Quelle responsabilité les élites communautaires peules devraient-elles concrètement assumer face au discours djihadiste ?

Les élites communautaires peules occupent une position centrale dans la lutte contre le discours djihadiste. Elles ont la responsabilité d’être à la fois des relais de prévention et des agents de cohésion sociale. Elles doivent, en des termes sans équivoque, condamner fermement les idéologies extrémistes qui menacent la paix et la stabilité de leurs – nos – communautés. Leur parole, écoutée et respectée localement, peut contribuer à affaiblir la propagande djihadiste et à promouvoir des valeurs de tolérance, de dialogue et de vivre-ensemble.

À vos yeux, quel serait le seuil minimal de progrès économique permettant de légitimer la prolongation du pouvoir actuel ?

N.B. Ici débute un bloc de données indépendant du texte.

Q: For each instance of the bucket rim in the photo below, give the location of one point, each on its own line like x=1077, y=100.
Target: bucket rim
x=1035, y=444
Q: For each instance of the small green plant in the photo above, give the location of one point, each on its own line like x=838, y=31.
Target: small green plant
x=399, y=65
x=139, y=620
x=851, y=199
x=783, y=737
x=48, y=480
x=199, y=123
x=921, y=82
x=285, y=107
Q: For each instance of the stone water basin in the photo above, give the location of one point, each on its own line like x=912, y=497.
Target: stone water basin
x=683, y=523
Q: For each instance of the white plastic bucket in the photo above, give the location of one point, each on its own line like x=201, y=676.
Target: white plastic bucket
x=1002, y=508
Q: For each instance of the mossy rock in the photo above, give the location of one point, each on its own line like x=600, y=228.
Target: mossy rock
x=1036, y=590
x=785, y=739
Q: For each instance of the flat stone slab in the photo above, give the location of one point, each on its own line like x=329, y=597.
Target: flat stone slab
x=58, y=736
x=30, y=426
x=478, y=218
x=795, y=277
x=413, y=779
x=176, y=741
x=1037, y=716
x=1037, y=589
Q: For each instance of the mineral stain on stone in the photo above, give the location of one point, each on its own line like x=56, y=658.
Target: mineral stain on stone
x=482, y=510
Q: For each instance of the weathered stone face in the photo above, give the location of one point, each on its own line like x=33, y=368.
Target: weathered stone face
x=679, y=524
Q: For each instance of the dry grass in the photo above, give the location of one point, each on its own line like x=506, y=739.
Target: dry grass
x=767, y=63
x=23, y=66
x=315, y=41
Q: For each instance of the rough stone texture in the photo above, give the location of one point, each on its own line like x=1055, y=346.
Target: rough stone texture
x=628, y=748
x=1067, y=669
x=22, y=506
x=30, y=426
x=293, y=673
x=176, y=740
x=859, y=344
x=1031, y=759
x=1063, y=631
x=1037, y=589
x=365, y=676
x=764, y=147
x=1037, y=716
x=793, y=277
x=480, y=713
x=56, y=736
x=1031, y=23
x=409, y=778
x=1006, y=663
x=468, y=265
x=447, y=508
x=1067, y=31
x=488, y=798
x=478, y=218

À mes yeux, aucun progrès économique, aussi significatif soit-il, ne peut justifier la prolongation d’un pouvoir qui suspend les partis politiques, interdit tout débat contradictoire et emprisonne des citoyens pour leurs opinions. La légitimité d’un pouvoir repose d’abord sur le respect des libertés fondamentales et le rétablissement d’un cadre démocratique. Il ne s’agit pas seulement d’améliorer les indicateurs économiques, mais aussi de garantir l’expression libre des citoyens, la pluralité politique et la transparence des institutions.